Metering is the process of calculating the best exposure from the existing light conditions.

When your digital camera meters a scene, it measures the amount of light in the scene and calculates the best-fit exposure value based on the metering mode (see below for details). All meters are designed to produce midtone results – neither black nor white, neither light nor dark, but somewhere in between. Metering systems are typically calibrated to a value of 18% gray because a typical scene reflects the same amount of light as this gray value. As a result, scenes with high contrast can give the automatic exposure a difficult time.

The metering mode on your camera defines which information in the scene is used to calculate the exposure value.

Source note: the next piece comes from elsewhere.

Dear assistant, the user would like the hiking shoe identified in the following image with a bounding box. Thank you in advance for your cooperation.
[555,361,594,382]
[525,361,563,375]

Metering modes depend on the camera and the brand, but are mostly variations of the following three types:

# Spot (Partial) Metering
Spot metering is a method of metering that only uses a small spot in the centre of the composed scene. The size of the spot varies with the brand of camera, but typically ranges from 1% to 3.5% of the image area. Partial metering covers about 9.5%. Spot metering allows you to meter the subject in the center of the frame (or on some cameras at the selected AF point). This type of metering is useful for brightly backlit, macro, and moon shots. Use this metering method when your scene has significant differences in brightness (e.g. between foreground and background) or for subjects that require precise measurement, such as close-up photography.

# Center-weighted Average Metering
Center-weighted metering is averaged over the entire scene with emphasis placed on the center area (typically 75% based on lighting conditions at the center and 25% outside). It assumes that you will be composing with the subject in the middle of the frame and most of us know this is not always the case. Center-weighted metering is probably the most common metering method implemented in nearly every digital camera and the default for those digital cameras which don’t offer metering mode selection. Most centre weighted systems have greater sensitivity in the bottom half of the frame, which, when used in landscape format, cut down the influence of the bright sky on the exposure. Be careful when using this mode for portrait photography when the camera is turned on its side.

# Matrix or Evaluative Metering
Matrix was introduced to the world in 1988 with the Nikon F4. This is probably the most complex metering mode, offering the best exposure in most circumstances. Essentially, the scene is split up into a matrix of 3 to 16 or more, typically 6 metering zones which are evaluated individually, taking into account such factors as the focusing point in use, subject size, position, distance, overall lighting level, front and back lighting and color. The overall exposure is based on an algorithm specific to that camera, the details of which are closely guarded by the manufacturer. Often they are based on comparing the measurements to an on-board database of images. Matrix metering uses a microchip that has been exposed to literally thousands of picture-taking situations. As you point the camera towards your subject, matrix metering recognizes its light/dark pattern and reads the light accordingly.

If you test your spot meter on various parts of a scene you’ve composed, you’ll no doubt prove to yourself that there is a vast range of light and shadow, but since the film or digital card cannot record more than a five stop range, what difference does it make? You will still end up keeping the same two or three exposures that were created using center-weighted or matrix metering.

Both center-weighted and matrix metering prove accurate in 90% of one’s picture taking efforts. That should boost your confidence in choosing them when you realize that nine out of ten pictures will be a correct exposure! In either center-weighted or matrix metering modes, you can aim, meter, compose, and shoot when your subject is frontlit, sidelit or under an overcast sky.